Imagine that you want to contribute to another project that you've found on GitHub. You want to bring this remote repository down to your local computer so that you can start using it. You also want to explore the repository and understand how it works so that you can make a meaningful contribution.

What is cloning?

When you clone a repository from GitHub, a copy of that repository is downloaded to your machine. If you clone via the Git CLI, you have to enter your GitHub credentials. You also have to set the local repository's remote URL. The remote URL is required so Git knows where to push your changes.

Cloning from Visual Studio Code

You can clone a repository from GitHub by using the Visual Studio Code Explorer or the Command Palette. If you have a new window with no folder open, you can toggle the Explorer from the Activity Bar or by selecting View > Explorer. You'll see a Clone Repository button.

The option for cloning a repository in the Visual Studio Code Explorer view.

If you have a folder open in Visual Studio Code, you won't see the Clone Repository button. But you can still clone a repository from the Command Palette by entering Git: Clone.

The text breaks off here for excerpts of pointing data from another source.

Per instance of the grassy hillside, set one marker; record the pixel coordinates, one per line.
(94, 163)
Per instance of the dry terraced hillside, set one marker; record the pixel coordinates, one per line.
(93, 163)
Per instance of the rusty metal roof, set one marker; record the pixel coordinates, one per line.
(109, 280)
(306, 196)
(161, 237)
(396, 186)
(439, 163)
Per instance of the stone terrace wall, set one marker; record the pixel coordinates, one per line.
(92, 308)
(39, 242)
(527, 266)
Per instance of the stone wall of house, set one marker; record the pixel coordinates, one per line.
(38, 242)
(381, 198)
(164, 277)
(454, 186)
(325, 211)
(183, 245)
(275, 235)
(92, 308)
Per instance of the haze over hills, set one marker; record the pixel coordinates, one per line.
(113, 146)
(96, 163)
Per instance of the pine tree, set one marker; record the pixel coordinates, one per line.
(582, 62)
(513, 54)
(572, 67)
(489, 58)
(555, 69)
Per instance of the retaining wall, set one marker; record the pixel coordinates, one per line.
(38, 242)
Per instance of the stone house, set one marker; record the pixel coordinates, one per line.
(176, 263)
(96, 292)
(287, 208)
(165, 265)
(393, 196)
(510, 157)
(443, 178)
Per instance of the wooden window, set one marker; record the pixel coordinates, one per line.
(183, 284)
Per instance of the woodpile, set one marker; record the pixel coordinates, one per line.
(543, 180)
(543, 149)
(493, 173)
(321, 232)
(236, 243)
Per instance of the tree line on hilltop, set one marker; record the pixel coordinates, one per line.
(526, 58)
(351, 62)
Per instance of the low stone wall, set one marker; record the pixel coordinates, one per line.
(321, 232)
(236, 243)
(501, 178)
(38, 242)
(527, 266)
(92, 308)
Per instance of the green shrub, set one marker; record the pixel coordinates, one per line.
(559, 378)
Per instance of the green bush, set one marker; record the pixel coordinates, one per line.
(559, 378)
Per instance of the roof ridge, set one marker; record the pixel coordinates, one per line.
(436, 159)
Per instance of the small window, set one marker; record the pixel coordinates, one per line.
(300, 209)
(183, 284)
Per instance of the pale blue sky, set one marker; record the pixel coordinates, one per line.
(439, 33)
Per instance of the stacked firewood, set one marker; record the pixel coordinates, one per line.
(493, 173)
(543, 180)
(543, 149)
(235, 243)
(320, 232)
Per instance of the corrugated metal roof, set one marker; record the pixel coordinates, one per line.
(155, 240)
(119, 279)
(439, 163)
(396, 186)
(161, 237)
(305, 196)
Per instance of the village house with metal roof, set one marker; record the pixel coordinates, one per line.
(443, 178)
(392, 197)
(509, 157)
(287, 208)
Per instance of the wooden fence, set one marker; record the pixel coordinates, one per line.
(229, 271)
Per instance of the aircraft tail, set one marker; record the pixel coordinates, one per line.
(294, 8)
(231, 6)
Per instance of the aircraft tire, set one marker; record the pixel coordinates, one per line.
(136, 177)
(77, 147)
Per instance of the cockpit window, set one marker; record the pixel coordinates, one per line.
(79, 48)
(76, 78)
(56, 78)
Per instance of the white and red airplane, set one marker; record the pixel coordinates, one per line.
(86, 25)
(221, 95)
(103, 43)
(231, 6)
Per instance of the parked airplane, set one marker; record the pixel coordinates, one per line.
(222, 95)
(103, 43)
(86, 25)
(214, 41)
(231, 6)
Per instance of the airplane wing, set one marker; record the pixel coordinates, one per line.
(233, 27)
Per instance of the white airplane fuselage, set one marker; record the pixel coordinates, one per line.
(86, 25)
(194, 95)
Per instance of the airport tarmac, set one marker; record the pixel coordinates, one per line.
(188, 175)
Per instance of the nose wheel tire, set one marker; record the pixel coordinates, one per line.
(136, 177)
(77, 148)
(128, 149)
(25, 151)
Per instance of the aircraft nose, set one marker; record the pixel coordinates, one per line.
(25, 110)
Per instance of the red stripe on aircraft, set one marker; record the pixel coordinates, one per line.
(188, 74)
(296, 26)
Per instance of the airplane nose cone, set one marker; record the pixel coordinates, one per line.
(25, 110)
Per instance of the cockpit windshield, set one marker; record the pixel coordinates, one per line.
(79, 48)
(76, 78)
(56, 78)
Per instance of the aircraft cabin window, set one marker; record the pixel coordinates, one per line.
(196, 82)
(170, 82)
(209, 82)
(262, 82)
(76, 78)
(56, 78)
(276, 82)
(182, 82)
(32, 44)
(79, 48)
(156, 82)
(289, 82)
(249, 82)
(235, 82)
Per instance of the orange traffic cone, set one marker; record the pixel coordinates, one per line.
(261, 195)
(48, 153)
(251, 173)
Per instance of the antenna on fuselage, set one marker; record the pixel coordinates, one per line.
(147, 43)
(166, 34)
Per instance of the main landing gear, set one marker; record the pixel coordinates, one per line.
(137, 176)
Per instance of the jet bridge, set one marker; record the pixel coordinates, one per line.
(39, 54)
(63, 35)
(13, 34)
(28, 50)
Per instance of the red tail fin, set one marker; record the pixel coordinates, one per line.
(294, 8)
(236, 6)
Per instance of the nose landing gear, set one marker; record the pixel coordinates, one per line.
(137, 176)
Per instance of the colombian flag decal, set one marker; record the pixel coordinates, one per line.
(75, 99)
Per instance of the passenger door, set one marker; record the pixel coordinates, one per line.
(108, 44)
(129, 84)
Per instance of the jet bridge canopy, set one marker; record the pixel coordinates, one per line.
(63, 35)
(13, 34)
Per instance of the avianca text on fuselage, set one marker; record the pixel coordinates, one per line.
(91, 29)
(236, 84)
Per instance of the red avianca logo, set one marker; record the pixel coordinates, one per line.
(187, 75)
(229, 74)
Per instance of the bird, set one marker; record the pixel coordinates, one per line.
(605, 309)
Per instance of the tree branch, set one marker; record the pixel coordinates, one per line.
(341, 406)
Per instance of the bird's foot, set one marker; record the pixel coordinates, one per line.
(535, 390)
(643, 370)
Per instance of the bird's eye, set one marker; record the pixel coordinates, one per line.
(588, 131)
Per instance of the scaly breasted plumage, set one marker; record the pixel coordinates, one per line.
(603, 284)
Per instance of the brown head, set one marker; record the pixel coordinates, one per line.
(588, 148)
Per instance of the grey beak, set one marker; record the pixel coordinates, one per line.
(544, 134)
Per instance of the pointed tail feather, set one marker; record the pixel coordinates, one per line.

When you select Git: Clone, you see an option to enter the URL of a repository or select Clone from GitHub. You see a list of repositories you've created on GitHub.com. You can even search for other repositories across GitHub.com from here.

When you choose the repository that you want to clone, Visual Studio Code will clone it over HTTPS. After it's done, Visual Studio Code will prompt you to open the folder. Visual Studio Code sets up the remote URL so you don't have to worry about configuring anything.

I cloned a repository. Now what?

When you want to contribute to a project, you'll often start with browsing the files to understand what's happening and the history of the project. To help you easily see project history, Visual Studio Code provides a Timeline view that shows all the previous commits made to each file. This is helpful when you want to gain context of the repository, see who contributed to it, and understand how old or recent the changes to the project are.

Visual Studio Code opens a diff editor when you select commits in the Timeline view. The diff editor is a convenient way to compare changes between the current version and the specific commit and understand a file's history. By viewing the commits in the Timeline view, you can quickly get an idea of the parts of the project that need to be updated or maintained.